Tuesday, September 3, 2013

The Rim Fire: More Evidence of Climate Change

The Rim fire currently engulfing California is the latest example of increasingly destructive wildfires caused by climate change. In the Southern Yosemite area alone there have already been four large fires this summer.

According to Matthew Hurteau, assistant professor of forest resources at Penn State University, warming temperatures, prolonged drought, and a century’s worth of fire suppression policy are “priming the system to make it more flammable.”

California has experienced its driest year in modern history with record-low 4.58 inches of precipitation during the period from January to June 2013. According to the National Oceanic and Atmospheric Administration that is nearly 10 inches below average. A major heat wave in July also added to the dryness of the soil.

Climate change is making wildfires more frequent and more intense. Fires are a natural part of the forest ecology, but climate change is changing the balance and making fires more frequent, more pervasive and more destructive.

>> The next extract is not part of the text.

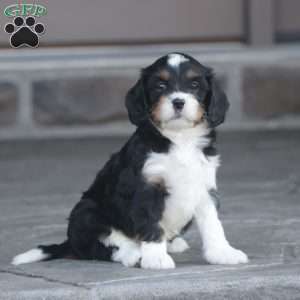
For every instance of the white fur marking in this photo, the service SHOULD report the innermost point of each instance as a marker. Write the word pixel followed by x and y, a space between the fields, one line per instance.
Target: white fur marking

The Rim Fire has burned 160,000 acres with about 22,000 of those acres in Yosemite. It is harder for animal and plant species to adapt to this new brand of climate change induced fire. There are a number of plant and animal species under threat, including the iconic giant sequoias. Although sequoias are normally able to withstand forest fires, this hotter type of fire poses a real risk, so much so that sprinkler systems have been set up around some of the giant trees.

Other threatened species include mountain yellow-legged frog, and the rare and endangered Yosemite great gray owl. Dozens of homes have burned down and the fire threatens water and power sources for San Francisco.

The rim fire is yet another example of fires caused by global warming. According to NIFC data, there are more large fires (greater than 10,000 acres) burning now than at any time in the past 40 years, and the total area burned each year has also increased. The top eight worst wildfire years since 1960, in terms of acres burned, have all occurred since 2000.